Tuesday, May 17, 2016

CONTESTING AND CONSTRUCTING THE INTERNET






This is the another type of Cyber activism. 



Contestation of the nature of Internet and its relation to inequality and democracy include:

  1. Movements to democratically inform the structure, ownership, and technical aspects of Internet media and technology,
  2. Activism to create wider access to the internet, crossing the digital divide, and
  3. Planning and development of the social use of the net.



 Structuring the Net: The nature of the net has been and is continually being worked out by think tanks, government agencies and legislation, civil institutions, industry, venture capitalists, net administrators, policy wonks, programmers, and in social movements. To understand the social fabric underlying the potential of cyber activism, it is important to explore how Internet technology itself may be designed to facilitate or inhibit democratic interaction. One fundamental issue is the use of free (liberated) software, also more popularly known (and perhaps incorrectly) as open source software code.

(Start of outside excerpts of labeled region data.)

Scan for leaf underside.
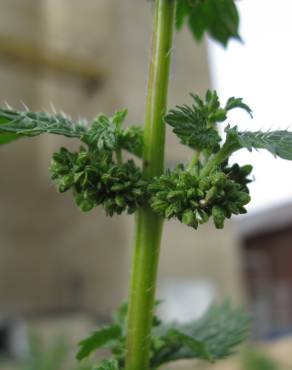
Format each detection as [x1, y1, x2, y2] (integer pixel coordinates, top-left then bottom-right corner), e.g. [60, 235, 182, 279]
[0, 109, 86, 140]
[224, 127, 292, 160]
[176, 0, 240, 46]
[152, 302, 250, 368]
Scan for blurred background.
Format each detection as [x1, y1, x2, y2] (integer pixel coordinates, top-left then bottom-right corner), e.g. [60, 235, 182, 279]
[0, 0, 292, 370]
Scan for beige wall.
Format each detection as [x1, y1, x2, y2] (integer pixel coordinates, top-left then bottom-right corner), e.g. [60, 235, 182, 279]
[0, 0, 245, 315]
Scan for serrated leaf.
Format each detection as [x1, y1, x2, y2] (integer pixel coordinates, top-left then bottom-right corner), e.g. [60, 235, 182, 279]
[76, 325, 122, 361]
[225, 97, 252, 118]
[92, 359, 119, 370]
[0, 109, 86, 143]
[165, 90, 251, 152]
[176, 0, 240, 46]
[151, 302, 250, 368]
[167, 329, 213, 361]
[224, 127, 292, 160]
[118, 126, 144, 158]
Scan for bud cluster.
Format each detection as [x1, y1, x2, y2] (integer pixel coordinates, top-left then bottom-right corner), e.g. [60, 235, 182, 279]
[148, 165, 251, 229]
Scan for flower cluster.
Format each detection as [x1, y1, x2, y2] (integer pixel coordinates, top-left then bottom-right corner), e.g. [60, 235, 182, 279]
[50, 147, 147, 216]
[148, 165, 251, 229]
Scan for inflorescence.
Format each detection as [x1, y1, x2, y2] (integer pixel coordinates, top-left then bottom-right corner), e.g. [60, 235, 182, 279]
[50, 91, 252, 229]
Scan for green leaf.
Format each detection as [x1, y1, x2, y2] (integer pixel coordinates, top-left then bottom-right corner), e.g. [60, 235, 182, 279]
[167, 329, 213, 361]
[92, 359, 119, 370]
[82, 114, 118, 151]
[225, 97, 252, 118]
[76, 325, 121, 361]
[0, 109, 86, 141]
[118, 126, 144, 158]
[223, 127, 292, 160]
[176, 0, 240, 46]
[165, 90, 251, 152]
[151, 302, 250, 368]
[0, 131, 19, 145]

         The open sharing of software was a key social practice in early programming cultures and is part of its continuing evolution. In the sharing of code, innovations spread across the net through a "gift" economy in which many functions were introduced that creators of the early computer networks did not envision. This evolved into a “hacker ethic” of sharing software.  The free software movement uses social practices of sharing code and seeks to formalize the hacker ethic with a copy left or General Public License legal strategy to make software a common resource, programming publicly available for modification. There are many types of free software applications, the makers of which hope to replace capitalist information economy with an electronic common. For instance, the open source code in the Linux operating system now has significant share of various operating system markets, decentralizes control of computer systems architecture, democratizing such, and is a major competitor of Microsoft Windows. The open source Apache web server is increasingly used to manage information services on the net. Lawrence Lessing (1999) argues that the ability of government to control the structure of the Internet is related to the nature of the code architecture of the net. Open code is less easy to regulate. The development and pursuit of electronic democracy in decision-making and public policy planning might depend in part on growing and maintaining a net based on robust open code and protocols. While the technical and legal criteria of software may seem distant from social movement activism, the free software movement is one place that activists may be proactive in guaranteeing some measure of public control over the development of the net. Social actors are addressing crucial matters of net development in legal debates over such topics as surveillance, taxation of Internet commerce, and copyright protection for media distribution.



Institutionalizing a democratic architecture of the net is a base from which to empower other types of democratic planning necessary for any sustainable type of democratic society and openness on other levels of net services such as in alternative and local community based media and the ability to monitor governments and corporations.